My team also wasn’t alarmed and reassured me that this is not uncommon, and
that I will likely just keep going on and off Tobra nebs as needed. I’m not
excited about getting back into a twice a day neb routine after having a nice
little break for the last year or so, but that’s definitely easier than IV
antibiotics. I also feel a little spoiled complaining about a few nebs after spending
most of my life doing multiple nebulizers 2-4 times a day on top of airway
clearance. My current nebulizer routine is still SO much lighter than it was
pre-transplant!
Unfortunately, I’ve still been struggling with
fatigue and low mood. We decided a couple weeks ago to discontinue the Trikafta
entirely, since it’s unclear how much benefit I’m getting and it could be worsening
those symptoms. I do think my mood has improved a bit, though I’m not sure
about the fatigue. We recently discussed the fact that my iron levels have been
a bit low, which could be contributing to my fatigue. Unfortunately, oral iron
supplements can slow down the gut, which is already a problem for me due to CF
digestive issues and gastroparesis (aka delayed gastric emptying). Due to this,
I’ll have to go in for iron infusions once a week for 3 weeks. During that time
I’m also scheduled to get an infusion of Reclast to improve my bone density,
which has been damaged by years of steroid use. Apparently infusions are the
theme for December! I’m a little worried about how my terrible veins will handle
all these IVs and infusions, since I no longer have a port and I doubt they’ll
give me a PICC line for just 4 infusions. Hopefully it won’t be too bad, and
HOPEFULLY treating the anemia will be the fix I need to get my energy back!

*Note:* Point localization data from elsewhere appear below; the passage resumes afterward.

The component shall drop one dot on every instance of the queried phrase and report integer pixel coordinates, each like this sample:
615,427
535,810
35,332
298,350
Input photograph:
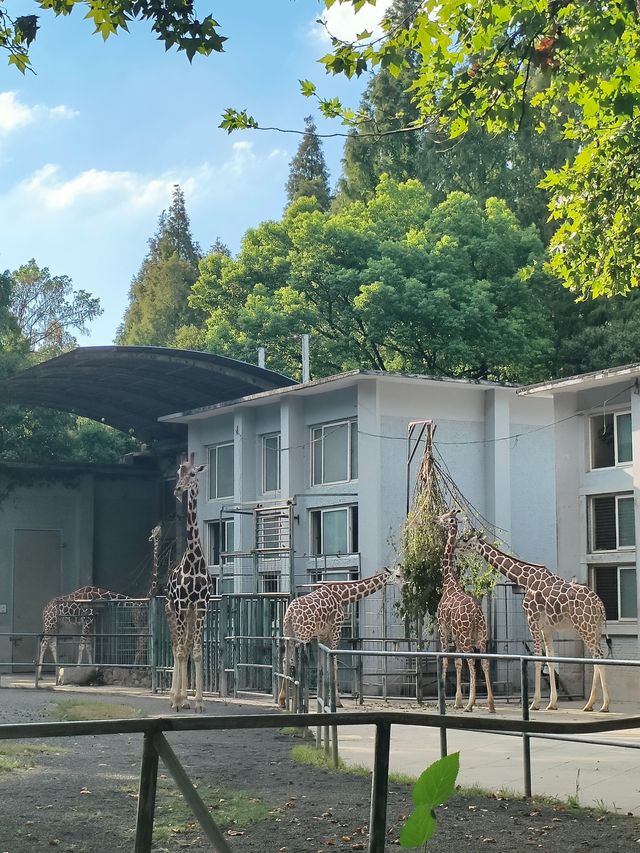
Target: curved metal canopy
129,388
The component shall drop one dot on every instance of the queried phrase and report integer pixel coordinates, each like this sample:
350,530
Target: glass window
610,440
334,531
220,539
334,456
612,522
221,471
270,463
616,586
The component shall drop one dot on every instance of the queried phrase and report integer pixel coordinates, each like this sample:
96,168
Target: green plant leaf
437,782
419,827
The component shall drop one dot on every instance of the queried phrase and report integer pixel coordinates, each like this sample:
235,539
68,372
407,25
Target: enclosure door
36,579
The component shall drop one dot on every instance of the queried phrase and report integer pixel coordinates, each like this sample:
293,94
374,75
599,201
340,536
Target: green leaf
419,827
437,782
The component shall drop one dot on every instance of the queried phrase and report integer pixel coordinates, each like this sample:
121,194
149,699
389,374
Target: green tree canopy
308,175
396,283
478,64
175,24
158,296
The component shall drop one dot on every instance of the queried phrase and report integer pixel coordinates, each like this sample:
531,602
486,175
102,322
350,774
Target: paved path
597,775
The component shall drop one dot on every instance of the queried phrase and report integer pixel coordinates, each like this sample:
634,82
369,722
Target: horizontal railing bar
340,718
478,656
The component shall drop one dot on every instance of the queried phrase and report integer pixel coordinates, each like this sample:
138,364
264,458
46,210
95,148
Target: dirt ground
82,800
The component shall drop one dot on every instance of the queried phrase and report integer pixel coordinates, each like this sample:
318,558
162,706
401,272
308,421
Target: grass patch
15,755
313,757
229,809
76,709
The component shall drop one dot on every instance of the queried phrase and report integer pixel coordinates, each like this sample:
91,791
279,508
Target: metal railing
156,746
327,699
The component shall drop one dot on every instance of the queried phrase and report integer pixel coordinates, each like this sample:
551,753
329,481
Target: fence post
146,795
442,706
526,740
379,787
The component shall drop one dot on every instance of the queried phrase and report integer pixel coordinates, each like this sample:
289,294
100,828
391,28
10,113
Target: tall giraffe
460,615
73,608
549,602
188,591
319,614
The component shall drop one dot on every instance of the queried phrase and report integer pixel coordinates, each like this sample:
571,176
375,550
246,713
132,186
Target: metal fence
156,746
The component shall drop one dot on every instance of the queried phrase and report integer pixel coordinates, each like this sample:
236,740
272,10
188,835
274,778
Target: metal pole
190,794
526,740
442,706
379,787
146,795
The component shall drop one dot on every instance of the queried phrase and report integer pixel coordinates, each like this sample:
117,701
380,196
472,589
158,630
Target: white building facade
310,482
597,434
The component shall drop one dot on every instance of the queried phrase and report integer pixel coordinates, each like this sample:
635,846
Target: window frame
265,438
592,523
212,453
223,541
624,567
349,423
616,462
352,530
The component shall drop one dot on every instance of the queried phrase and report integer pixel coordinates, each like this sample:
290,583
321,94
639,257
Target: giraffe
460,614
550,602
319,614
73,608
188,591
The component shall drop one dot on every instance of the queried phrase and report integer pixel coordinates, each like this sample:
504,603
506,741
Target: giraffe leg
472,684
548,643
487,677
197,661
537,650
458,702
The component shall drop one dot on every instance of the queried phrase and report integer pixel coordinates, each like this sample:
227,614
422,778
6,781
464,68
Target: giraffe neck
193,536
355,590
518,572
449,578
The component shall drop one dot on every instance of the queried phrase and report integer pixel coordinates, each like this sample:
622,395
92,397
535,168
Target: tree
158,296
47,309
174,23
394,283
308,174
477,65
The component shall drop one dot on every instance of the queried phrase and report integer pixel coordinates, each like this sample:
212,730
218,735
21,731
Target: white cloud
14,114
343,22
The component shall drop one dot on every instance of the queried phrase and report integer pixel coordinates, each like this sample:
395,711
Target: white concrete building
310,481
597,436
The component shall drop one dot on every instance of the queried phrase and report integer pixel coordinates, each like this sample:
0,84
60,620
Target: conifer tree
308,175
158,297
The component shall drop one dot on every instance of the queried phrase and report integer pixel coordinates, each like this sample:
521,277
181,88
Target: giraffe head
187,476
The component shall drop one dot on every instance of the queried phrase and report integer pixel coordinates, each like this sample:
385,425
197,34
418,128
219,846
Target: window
219,541
271,463
271,582
610,440
612,523
221,471
334,530
334,453
616,586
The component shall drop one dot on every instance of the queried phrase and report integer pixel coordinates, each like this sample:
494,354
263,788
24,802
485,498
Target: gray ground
80,800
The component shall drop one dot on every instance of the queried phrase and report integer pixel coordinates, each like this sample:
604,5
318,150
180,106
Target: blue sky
91,145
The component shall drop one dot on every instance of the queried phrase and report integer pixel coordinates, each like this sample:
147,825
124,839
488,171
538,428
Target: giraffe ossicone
460,615
319,615
549,603
189,589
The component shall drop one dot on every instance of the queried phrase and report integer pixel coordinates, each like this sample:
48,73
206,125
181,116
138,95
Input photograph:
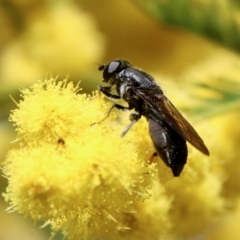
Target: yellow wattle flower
81,177
87,181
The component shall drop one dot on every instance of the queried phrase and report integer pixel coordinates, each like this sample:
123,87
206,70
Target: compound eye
110,70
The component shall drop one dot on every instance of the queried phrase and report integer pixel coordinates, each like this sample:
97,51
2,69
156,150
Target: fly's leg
134,117
120,107
107,92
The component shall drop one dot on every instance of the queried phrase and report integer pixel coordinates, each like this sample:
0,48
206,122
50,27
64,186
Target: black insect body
168,129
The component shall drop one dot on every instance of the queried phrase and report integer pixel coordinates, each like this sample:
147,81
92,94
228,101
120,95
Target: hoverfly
168,129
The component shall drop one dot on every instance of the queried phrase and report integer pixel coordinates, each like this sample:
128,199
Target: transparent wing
163,109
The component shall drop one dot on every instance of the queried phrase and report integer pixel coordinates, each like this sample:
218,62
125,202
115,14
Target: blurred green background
191,46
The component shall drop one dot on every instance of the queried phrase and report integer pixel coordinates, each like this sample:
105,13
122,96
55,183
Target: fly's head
112,69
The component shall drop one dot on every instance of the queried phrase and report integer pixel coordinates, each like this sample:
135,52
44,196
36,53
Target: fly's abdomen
170,146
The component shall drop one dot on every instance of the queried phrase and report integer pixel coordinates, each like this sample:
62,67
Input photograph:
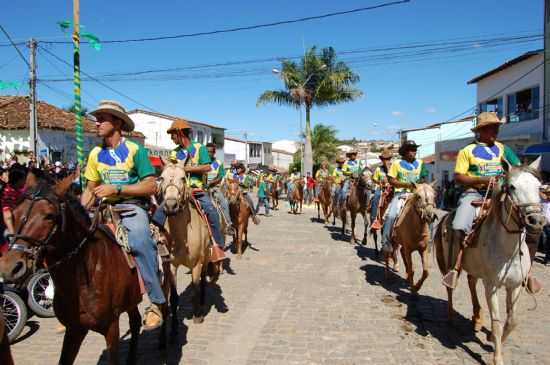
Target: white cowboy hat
114,108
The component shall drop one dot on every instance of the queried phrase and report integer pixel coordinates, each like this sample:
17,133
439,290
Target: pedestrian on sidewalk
262,197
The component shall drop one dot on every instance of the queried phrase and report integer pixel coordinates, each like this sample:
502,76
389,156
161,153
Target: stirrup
450,279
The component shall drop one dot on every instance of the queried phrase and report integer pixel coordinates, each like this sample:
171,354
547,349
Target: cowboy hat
115,109
486,119
178,124
408,146
386,154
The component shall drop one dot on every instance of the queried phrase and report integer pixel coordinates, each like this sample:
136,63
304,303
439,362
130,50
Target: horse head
173,187
233,192
424,202
521,187
39,219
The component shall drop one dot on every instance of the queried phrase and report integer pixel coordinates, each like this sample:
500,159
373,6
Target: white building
514,90
56,138
154,126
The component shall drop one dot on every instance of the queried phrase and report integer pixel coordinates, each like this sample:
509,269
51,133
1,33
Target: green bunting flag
94,41
4,85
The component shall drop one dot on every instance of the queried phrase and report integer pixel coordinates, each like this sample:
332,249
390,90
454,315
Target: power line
14,46
250,27
98,81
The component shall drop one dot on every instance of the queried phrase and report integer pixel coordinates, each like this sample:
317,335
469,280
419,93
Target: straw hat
178,124
486,119
117,110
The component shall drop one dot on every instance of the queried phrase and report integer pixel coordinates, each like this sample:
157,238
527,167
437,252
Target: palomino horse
358,202
411,231
5,353
240,215
325,199
296,198
191,239
83,262
499,255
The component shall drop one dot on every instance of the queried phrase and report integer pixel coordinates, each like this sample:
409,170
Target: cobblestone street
301,295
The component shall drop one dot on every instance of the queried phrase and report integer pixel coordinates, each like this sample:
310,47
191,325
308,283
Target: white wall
486,88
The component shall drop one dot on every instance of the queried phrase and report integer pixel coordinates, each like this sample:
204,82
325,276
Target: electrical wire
249,27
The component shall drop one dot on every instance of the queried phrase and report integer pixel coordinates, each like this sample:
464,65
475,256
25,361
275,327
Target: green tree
318,80
324,143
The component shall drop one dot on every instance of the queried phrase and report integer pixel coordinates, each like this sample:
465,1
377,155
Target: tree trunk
308,151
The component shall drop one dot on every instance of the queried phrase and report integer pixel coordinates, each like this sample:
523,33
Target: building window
494,105
523,105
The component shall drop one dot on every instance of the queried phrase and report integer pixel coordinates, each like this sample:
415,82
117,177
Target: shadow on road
426,314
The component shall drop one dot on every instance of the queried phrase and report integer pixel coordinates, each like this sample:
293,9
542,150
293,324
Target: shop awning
537,149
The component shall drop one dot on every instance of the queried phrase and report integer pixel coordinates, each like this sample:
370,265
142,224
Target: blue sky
398,94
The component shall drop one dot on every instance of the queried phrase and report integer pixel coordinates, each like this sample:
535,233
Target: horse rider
120,171
214,179
402,176
245,183
351,169
197,164
320,176
338,176
380,180
477,165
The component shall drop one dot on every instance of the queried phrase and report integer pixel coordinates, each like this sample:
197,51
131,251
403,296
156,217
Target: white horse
500,256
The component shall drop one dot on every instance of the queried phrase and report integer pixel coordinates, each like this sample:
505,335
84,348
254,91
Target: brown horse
5,352
325,199
357,203
191,240
240,214
83,262
296,198
411,231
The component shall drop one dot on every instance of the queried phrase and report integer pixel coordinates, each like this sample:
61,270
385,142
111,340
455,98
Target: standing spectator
310,187
545,236
14,189
262,197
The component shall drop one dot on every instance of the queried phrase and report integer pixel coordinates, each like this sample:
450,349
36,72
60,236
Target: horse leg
496,327
112,338
425,266
196,277
135,326
476,318
512,296
71,344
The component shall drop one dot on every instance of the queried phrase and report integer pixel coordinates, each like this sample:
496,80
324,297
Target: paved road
300,295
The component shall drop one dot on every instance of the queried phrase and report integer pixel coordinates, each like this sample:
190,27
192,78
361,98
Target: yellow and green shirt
126,164
407,172
338,175
217,171
478,159
196,154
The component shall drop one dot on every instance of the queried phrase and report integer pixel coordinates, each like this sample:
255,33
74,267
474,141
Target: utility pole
546,99
32,97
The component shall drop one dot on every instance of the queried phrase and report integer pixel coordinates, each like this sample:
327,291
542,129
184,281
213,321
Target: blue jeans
392,213
218,195
262,201
143,248
159,218
374,204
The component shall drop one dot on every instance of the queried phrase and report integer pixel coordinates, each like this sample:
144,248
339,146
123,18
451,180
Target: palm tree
318,80
324,143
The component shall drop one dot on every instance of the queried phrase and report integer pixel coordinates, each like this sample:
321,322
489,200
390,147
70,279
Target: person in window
120,171
402,176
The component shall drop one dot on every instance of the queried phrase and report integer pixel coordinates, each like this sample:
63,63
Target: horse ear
63,186
535,165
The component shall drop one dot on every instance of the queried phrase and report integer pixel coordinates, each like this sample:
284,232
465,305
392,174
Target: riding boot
451,278
532,240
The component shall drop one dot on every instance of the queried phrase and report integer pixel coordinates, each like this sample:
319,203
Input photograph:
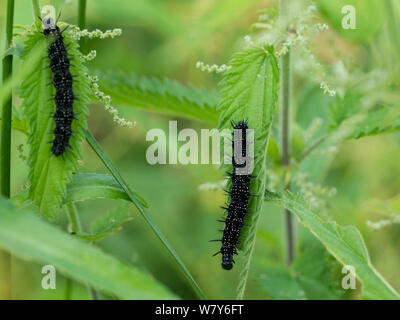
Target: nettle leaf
344,243
250,92
162,96
108,223
312,276
379,120
48,174
86,186
29,237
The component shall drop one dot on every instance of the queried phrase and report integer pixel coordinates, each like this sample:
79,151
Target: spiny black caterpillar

I’m super not excited about heading into cold
and flu plus Covid-Part-2 season. I guess it won’t really make much difference
since I’m already isolating and being super careful, but it’s never fun knowing
there are even more germs floating around trying to kill me. It’s also even
less fun hunkering down and trying not to die when it’s all cold and dark and
depressing outside. I remember how exhausting cold and flu season was last
year, and how much I was looking forward to spring, only to get slammed with
Covid instead. This year is worse since I’ve already been on varying degrees of
lockdown for a full year now. Hopefully all the promising news about the Covid vaccine
will come to fruition, and maybe I’ll FINALLY get released sometime this coming
spring or summer!
That’s the latest in my life of medical
shenanigans. Hopefully I’ll have a more uplifting update sometime soon!